Amy Poehler, comédienne et ancienne figure emblématique de l’émission “Saturday Night Live”, s’est confiée avec franchise lors de son podcast “Good Hang”. Elle y évoque ses anciens sketches, reconnaissant que certains, à la lumière des normes actuelles, passeraient pour offensants.
Pour célébrer les 50 ans de “Saturday Night Live”, un segment “In Memoriam” a mis en lumière les blagues et personnages qui ont mal vieilli, renonçant à ceux qui reflétaient des stéréotypes ethniques, des comportements déplacés comme le harcèlement sexuel, le body-shaming, la panique homophobe, ainsi que d’autres moments controversés du show.
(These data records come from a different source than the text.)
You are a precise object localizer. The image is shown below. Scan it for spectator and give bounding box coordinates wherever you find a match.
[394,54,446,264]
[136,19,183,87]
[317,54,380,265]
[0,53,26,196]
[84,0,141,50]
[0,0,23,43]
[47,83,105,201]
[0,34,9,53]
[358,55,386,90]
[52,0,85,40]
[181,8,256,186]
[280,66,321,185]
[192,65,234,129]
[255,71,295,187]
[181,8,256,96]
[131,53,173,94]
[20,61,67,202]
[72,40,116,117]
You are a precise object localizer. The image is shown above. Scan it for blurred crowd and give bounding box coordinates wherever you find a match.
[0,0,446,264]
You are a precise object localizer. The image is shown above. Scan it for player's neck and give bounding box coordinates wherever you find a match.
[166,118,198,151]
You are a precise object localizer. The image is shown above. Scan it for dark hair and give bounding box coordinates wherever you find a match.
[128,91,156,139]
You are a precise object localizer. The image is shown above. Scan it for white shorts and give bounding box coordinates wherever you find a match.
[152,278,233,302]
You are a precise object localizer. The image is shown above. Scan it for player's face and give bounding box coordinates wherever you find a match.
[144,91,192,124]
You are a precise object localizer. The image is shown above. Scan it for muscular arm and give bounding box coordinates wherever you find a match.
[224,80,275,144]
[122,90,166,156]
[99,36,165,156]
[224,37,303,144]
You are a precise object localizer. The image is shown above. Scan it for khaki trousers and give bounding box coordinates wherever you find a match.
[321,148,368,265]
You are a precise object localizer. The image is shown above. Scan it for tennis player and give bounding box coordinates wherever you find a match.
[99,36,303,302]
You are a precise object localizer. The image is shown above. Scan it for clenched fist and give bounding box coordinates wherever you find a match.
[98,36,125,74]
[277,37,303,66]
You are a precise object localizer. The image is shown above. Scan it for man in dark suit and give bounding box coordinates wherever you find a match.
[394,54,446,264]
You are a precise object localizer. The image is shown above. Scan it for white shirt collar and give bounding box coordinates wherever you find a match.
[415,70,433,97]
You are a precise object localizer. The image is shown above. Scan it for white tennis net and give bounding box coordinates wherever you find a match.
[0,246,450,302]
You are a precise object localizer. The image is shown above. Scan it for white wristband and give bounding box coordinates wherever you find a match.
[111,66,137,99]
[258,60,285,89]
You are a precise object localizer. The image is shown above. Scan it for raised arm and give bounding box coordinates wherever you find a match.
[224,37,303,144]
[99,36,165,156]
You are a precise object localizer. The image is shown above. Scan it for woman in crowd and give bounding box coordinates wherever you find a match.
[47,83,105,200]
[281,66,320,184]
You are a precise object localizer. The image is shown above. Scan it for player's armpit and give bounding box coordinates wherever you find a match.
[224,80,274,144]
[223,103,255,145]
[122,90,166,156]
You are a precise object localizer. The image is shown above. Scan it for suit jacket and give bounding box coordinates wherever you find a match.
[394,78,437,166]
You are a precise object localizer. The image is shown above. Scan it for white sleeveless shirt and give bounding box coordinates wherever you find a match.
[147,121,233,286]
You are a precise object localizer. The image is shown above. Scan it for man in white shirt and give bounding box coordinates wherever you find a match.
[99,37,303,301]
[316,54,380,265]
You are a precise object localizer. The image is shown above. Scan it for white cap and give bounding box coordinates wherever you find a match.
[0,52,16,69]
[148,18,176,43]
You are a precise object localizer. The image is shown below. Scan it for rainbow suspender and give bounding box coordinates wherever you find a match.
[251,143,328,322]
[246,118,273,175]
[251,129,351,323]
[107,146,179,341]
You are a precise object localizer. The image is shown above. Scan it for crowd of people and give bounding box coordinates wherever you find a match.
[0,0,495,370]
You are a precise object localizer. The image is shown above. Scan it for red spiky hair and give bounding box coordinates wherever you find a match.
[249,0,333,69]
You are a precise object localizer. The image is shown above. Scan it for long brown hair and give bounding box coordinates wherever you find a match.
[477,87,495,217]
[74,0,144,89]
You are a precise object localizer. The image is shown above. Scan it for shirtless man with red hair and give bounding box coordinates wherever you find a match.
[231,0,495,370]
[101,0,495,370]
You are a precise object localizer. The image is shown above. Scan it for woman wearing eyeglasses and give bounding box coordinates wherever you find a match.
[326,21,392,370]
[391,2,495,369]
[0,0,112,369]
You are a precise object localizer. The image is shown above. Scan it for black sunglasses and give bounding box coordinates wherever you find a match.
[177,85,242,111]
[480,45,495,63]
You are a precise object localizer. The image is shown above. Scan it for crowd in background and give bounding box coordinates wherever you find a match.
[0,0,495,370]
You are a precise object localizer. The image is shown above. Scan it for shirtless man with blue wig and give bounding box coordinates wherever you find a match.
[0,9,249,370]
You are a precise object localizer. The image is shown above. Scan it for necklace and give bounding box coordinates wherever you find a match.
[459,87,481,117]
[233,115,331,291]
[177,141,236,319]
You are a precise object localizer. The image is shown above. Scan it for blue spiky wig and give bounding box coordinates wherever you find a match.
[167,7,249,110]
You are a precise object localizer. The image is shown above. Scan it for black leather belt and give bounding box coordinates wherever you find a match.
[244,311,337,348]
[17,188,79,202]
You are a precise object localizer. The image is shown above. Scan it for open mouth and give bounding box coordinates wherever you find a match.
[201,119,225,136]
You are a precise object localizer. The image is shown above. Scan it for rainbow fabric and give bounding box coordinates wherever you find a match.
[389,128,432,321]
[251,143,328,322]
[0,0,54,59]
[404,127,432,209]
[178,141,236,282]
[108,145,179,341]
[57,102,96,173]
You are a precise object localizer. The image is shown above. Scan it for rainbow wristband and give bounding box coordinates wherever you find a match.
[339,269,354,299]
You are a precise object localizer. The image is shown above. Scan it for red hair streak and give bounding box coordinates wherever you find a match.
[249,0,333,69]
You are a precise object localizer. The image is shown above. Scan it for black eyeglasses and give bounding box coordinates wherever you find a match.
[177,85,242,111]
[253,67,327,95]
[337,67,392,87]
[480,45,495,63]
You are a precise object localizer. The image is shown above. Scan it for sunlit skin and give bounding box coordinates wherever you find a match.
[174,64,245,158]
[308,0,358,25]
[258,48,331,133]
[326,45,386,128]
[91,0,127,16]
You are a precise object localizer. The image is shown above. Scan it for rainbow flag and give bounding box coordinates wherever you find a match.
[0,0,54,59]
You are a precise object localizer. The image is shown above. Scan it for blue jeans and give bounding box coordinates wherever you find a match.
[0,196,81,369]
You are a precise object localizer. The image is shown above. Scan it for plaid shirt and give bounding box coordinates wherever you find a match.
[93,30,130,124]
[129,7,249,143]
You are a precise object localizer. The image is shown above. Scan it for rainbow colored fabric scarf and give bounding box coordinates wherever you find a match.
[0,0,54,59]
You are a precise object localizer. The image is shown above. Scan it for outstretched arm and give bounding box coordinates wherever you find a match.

Tom Hanks, acteur engagé et très apprécié, qui introduisait cette séquence, a ironisé : “Même si ces personnages, accents, ou devrions-nous dire ces perruques ethniques, étaient manifestement de mauvais goût, vous en avez ri. Alors, si quelqu’un devait être ‘cancelled’, ce ne devrait pas être vous, le public ?” Une manière subtile et piquante de pointer notre complicité dans le temps.
Recul sur le temps et prise de conscience
Lors d’une discussion avec son ancien camarade Will Forte, Amy Poehler a partagé une réflexion sur la maturité en humour : “En vieillissant et dans la comédie, il faut comprendre que tout a une date d’expiration.”
Elle rappelle un épisode gênant lors d’un séminaire sur le harcèlement sexuel où, lors d’un jeu de dessins grivois avec Will Forte, elle a malencontreusement remis ses croquis au responsable du séminaire, pensant qu’il s’agissait de la feuille de présence. “Il a demandé : ‘C’est quoi ça ?’ et j’ai répondu : ‘Oh, ce n’est pas le bon papier, monsieur.’”
Elle revient ensuite sur le segment “In Memoriam” qui, selon elle, était une manière d’admettre publiquement les erreurs du passé. “On nous a montré toutes les façons dont on s’est plantés. On a joué des personnages qu’on n’aurait pas dû. Moi, j’ai fait de l’appropriation culturelle. Parfois sans savoir, parfois en étant consciente.”
Dans ce segment, Amy Poehler est visible dans une scène controversée où Ben Affleck incarne un personnage maltraitant un individu handicapé, tandis que d’autres acteurs apparaissent floutés pour avoir interprété des rôles racialisés. Parmi les imitations les plus discutées de Poehler figurent des personnalités telles que Michael Jackson, Yoko Ono et Kim Jong-il.
Elle a notamment incarné le dirigeant nord-coréen Kim Jong-il lors d’un sketch en 2006, entourée d’interprètes incarnant des gardes nord-coréens pendant un discours du leader.
Amy Poehler conclut avec une note de sagesse : “C’est très concret, et la meilleure chose à faire, c’est de réparer, apprendre de ses erreurs, et faire mieux. C’est tout ce qu’on peut faire.”
Points à retenir
- Les comédiens de “Saturday Night Live” reconnaissent aujourd’hui que certains personnages et blagues ne supporteraient plus l’épreuve du temps.
- Le segment “In Memoriam” a été un geste rare d’autocritique dans un univers où l’auto-dérision ne suffit plus toujours.
- Tom Hanks rappelle subtilement que le public n’est pas exempt de responsabilité : rire de tout, oui, mais penser aussi un peu.
- Amy Poehler, avec sa franchise habituelle, partage ses moments gênants, montrant que l’humour est un terrain glissant où l’on trébuche parfois.
- L’appropriation culturelle et les stéréotypes ne sont plus tolérés comme avant, ce qui pousse artistes et spectateurs à une réflexion nécessaire.
En fin de compte, il semble que même les rois et reines du rire doivent s’incliner devant le jury implacable du progrès social. Mais entre nous, quand on voit tout le monde y passer — les comédiens, les personnages, le public — on se demande si on n’est pas tous un peu “cancelled” dans une dimension parallèle. Peut-être que la vraie question est : jusqu’où peut-on rire de tout sans qu’un jour notre propre souvenir ne devienne la punchline d’un autre ? Moi, je dis, faisons en sorte que ce jour soit encore bien loin, histoire de rigoler un peu plus longtemps.